青森市の温泉施設「かっぱのゆ」の番台近くに置かれたショーケース。
年の瀬が迫ったこの日、2024年のえと、「辰」とかっぱの置き物が飾られました。
「かっぱのゆ」では毎年、青森県五所川原市の津軽金山焼に、かっぱとえとのコラボレーション作品10個ほどを注文しています。
一つひとつデザインや表情が異なる一点ものです。
【かっぱのゆ 鈴木亮店長】
「今年も、面白いかっぱのデザインだなと思っています」
「今年のかっぱは、ひょうきんな顔していますね」
ウサギ年だった2023年は、小さなかっぱがウサギの間でちょこんと座っているようなデザインでしたが、2024年は、少しぽっちゃりした体形のかっぱが、まるで竜と遊んでいるようなデザイン。
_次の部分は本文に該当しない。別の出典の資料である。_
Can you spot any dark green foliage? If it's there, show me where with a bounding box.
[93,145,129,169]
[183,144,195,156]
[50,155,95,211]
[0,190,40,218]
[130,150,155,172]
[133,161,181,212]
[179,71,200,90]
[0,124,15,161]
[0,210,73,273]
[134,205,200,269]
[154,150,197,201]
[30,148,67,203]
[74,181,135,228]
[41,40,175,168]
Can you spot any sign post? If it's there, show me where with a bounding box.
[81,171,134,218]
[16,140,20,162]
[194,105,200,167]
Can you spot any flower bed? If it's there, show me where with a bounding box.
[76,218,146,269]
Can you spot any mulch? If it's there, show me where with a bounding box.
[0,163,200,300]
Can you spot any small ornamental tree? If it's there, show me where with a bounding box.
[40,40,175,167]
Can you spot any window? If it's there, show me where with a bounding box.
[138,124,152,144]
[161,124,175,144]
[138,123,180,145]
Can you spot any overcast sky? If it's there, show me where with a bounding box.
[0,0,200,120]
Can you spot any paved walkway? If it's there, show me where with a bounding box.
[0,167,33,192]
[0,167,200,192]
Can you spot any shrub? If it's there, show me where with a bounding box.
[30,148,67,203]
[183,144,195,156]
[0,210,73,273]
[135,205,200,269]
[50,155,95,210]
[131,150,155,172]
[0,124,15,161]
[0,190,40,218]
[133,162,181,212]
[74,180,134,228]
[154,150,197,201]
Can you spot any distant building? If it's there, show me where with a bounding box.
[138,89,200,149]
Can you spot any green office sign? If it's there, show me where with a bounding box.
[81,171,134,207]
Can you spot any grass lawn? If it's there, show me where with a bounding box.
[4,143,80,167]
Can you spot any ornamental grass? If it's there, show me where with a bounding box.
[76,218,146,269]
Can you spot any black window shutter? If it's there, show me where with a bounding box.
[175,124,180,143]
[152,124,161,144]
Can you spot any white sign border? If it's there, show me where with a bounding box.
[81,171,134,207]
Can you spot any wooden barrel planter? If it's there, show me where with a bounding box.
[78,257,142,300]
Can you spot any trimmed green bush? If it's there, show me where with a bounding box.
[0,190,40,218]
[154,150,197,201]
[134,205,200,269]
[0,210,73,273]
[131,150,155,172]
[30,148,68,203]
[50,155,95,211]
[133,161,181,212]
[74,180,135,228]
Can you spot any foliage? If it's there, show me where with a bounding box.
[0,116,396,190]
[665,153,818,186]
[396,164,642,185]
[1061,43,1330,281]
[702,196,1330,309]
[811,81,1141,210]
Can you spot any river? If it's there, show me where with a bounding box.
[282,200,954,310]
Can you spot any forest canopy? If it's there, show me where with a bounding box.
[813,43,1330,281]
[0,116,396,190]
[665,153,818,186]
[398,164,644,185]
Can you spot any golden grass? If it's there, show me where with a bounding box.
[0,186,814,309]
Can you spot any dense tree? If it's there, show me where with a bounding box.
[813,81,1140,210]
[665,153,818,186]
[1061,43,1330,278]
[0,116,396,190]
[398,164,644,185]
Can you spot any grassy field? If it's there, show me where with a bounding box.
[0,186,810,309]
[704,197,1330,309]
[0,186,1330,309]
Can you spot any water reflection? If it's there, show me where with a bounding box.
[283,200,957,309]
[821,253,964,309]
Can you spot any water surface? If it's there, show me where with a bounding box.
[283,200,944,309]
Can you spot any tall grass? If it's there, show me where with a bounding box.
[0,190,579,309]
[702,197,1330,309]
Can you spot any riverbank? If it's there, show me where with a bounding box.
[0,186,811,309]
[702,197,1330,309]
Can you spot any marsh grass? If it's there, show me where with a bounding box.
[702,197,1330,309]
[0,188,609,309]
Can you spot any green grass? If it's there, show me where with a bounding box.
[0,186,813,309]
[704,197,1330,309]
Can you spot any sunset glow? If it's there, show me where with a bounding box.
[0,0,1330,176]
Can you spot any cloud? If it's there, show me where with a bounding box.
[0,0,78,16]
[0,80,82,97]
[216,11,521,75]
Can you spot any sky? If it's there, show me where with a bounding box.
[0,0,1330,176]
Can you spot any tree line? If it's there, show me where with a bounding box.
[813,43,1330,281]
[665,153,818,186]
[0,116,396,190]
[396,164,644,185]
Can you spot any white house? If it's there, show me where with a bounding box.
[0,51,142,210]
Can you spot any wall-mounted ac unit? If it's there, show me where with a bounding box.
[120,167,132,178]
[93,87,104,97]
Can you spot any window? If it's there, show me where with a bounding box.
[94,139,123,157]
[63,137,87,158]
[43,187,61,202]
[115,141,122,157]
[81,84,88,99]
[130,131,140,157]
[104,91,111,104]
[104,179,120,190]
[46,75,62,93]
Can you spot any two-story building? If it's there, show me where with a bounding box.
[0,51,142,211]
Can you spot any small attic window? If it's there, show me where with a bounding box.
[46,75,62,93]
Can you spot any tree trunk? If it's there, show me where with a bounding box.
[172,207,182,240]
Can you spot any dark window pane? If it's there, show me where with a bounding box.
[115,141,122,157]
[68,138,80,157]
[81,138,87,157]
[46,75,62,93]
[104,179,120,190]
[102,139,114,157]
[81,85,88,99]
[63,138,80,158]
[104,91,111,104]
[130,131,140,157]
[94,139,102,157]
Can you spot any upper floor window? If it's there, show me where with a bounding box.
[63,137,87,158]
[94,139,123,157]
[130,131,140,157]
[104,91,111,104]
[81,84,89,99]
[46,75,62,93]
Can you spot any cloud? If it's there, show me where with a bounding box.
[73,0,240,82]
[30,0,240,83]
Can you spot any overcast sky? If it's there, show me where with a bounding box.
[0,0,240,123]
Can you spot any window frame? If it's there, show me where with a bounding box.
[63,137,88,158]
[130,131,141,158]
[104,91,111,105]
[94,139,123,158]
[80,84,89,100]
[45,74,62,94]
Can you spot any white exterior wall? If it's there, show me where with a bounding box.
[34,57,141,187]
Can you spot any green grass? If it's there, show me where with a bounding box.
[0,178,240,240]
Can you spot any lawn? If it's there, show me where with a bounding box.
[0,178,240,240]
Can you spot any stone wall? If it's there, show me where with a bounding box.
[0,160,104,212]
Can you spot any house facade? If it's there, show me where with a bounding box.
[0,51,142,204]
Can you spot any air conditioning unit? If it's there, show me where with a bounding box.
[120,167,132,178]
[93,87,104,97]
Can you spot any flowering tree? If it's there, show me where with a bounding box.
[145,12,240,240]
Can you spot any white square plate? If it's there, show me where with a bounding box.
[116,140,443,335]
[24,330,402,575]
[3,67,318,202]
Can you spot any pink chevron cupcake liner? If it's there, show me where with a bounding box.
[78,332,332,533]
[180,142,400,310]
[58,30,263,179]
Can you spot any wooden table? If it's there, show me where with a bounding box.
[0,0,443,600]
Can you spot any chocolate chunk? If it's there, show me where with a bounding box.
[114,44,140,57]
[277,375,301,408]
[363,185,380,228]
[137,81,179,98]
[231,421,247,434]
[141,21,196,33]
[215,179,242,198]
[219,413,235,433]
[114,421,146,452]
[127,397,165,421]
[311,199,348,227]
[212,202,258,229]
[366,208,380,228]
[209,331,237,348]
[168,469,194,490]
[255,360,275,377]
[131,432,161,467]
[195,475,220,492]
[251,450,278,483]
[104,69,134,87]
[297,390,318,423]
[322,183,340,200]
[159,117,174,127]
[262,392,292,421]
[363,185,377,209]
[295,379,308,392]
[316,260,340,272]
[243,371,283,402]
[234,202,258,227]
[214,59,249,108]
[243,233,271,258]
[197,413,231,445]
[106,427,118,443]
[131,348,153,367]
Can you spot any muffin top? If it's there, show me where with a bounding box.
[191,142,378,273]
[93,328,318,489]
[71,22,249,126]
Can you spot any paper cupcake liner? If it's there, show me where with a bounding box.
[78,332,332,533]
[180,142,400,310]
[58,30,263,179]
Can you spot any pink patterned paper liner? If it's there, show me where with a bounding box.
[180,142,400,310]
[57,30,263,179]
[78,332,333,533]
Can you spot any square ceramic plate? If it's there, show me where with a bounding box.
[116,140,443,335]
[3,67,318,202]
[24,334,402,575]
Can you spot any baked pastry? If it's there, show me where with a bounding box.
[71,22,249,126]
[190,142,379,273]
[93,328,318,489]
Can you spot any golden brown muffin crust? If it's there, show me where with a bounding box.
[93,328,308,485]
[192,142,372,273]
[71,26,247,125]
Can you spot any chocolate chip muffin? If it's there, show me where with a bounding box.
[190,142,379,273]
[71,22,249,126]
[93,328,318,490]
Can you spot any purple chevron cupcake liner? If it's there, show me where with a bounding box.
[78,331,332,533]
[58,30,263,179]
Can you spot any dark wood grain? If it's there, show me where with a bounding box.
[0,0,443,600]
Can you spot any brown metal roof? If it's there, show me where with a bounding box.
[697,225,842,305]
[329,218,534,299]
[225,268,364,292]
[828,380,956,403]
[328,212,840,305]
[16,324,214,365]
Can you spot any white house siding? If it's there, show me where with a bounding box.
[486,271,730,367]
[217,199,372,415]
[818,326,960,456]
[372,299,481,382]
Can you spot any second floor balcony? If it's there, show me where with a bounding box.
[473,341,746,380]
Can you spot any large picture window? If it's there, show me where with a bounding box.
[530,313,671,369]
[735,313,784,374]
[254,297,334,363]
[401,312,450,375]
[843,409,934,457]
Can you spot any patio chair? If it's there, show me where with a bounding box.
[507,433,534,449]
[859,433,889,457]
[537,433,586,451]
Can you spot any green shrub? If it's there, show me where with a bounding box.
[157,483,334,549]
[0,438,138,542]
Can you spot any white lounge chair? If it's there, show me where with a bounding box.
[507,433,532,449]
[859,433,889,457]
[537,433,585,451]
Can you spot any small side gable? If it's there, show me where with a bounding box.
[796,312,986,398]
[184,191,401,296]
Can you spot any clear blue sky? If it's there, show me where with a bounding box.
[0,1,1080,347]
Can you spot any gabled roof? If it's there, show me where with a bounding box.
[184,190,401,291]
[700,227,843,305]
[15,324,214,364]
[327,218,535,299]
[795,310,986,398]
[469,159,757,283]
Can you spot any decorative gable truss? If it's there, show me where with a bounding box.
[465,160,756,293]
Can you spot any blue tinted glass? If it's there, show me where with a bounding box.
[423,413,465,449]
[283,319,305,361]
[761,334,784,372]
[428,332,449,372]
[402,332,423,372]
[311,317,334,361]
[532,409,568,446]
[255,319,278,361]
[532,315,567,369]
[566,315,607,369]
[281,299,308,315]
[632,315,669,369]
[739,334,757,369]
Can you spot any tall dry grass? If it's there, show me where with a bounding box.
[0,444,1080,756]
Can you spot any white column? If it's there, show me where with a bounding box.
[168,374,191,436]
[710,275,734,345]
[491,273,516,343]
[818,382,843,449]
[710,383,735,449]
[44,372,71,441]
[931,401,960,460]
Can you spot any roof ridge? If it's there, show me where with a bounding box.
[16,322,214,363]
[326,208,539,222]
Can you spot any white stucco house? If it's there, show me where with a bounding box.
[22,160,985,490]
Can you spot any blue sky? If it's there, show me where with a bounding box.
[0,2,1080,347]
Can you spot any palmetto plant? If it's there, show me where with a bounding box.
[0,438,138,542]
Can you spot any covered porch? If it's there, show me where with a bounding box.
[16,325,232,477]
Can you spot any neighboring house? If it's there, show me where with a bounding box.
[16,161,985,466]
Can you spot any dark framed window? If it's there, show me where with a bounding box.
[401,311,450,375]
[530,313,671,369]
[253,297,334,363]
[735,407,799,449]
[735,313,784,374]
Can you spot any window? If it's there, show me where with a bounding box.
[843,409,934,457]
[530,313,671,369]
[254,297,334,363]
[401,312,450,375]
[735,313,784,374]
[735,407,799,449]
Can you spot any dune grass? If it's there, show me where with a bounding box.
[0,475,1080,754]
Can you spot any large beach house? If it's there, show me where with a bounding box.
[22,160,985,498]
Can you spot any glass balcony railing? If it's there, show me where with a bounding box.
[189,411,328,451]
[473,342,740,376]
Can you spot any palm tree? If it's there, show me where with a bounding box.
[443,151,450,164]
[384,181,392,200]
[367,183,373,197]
毎年作者が変わるという、こちらの置き物を作ったのは…。
プレシャス・グレイス・パレンニョさんです。青森からおよそ3600キロ離れた南国、フィリピンから来ました。
【プレシャス・グレイス・パレンニョさん】
(Q.雪は大丈夫ですか)「初めは大丈夫。毎日はノー」
土を焼いて作る彫刻、陶彫を専門とするプレシャスさん。津軽金山焼がフィリピンの国立大学と結んでいる留学制度を使って、2015年に一度津軽金山焼で学ぶと、その後、日本の伝統芸能を学ぶためのビザを取得し、2023年9月、再びやって来ました。
【プレシャス・グレイス・パレンニョさん】
「フィリピンの陶芸は、ヨーロッパやアメリカの影響を受けていて、日本の陶芸は希少です。フィリピンでも日本のスタイルを取り入れようとしているけれども、私はフィリピンの陶芸シーンの先を行きたい」
津軽金山焼では、30年ほど前から、合わせて10カ国18人の海外研修生を受け入れてきました。そこには、国内外関係なく陶芸家で居続けられる人を増やしたいという窯元の思いがあります。
【津軽金山焼 松宮亮二窯元】
「社会に出た時に、(陶芸家を)続けられる人というのは非常に少ないのですよ」
「どうやってネットワークを作っていくのか、作った作品をどこで発表して、(陶芸家として)持続できなければ駄目なので、販売の方法であるとか、そこまでも含めて教えていますね」
「2人で、1カ月に30キロの米を食べるの」
今回2度目の来日となる、プレシャスさんについては。
【津軽金山焼 松宮亮二窯元】
「彼女は才能ありますね」
「もっと技術がつけば、もっともっと良い作品作っていけると思いますね」
「かっぱのゆ」から発注される干支の置物は、研修生への宿題。かっぱは日本の妖怪なので、フィリピン出身のプレシャスさんにとってはなじみがありませんでした。
【プレシャス・グレイス・パレンニョさん】
「かっぱについて調べたら、かっぱはカメとカエルとアヒルの組み合わせてるようだった。だから、カメの甲羅、カエルの体、アヒルの顔の特徴が必要で、自分なりに組み合わせてみた」
スマートフォンには、かっぱの作品の写真がたくさん保存されています。
【プレシャス・グレイス・パレンニョさん】
「これは、大きいかっぱが、竜をハグしているの」
現在3人いる海外研修生の仲間と一緒に、松宮さんのもとで2年間勉強したのち、プレシャスさんは、母国・フィリピンへ帰ります。
プレシャスさんの将来の夢は…。
【プレシャス・グレイス・パレンニョさん】
「私の芸術家としての夢は、展覧会を開き、陶芸家として有名になることです。それと同時に、フィリピンで自分の陶芸の会社を持ちたいです」
プレシャスさんたち海外研修生は、日本の文化や技術を修得するためのビザで来ているので、作品を売ったりして収入を得ることはできませんが、衣食住の生活面は津軽金山焼が保障しているということです。
青森の文化が世界に発信するきっかけにも、今後なっていきそうです。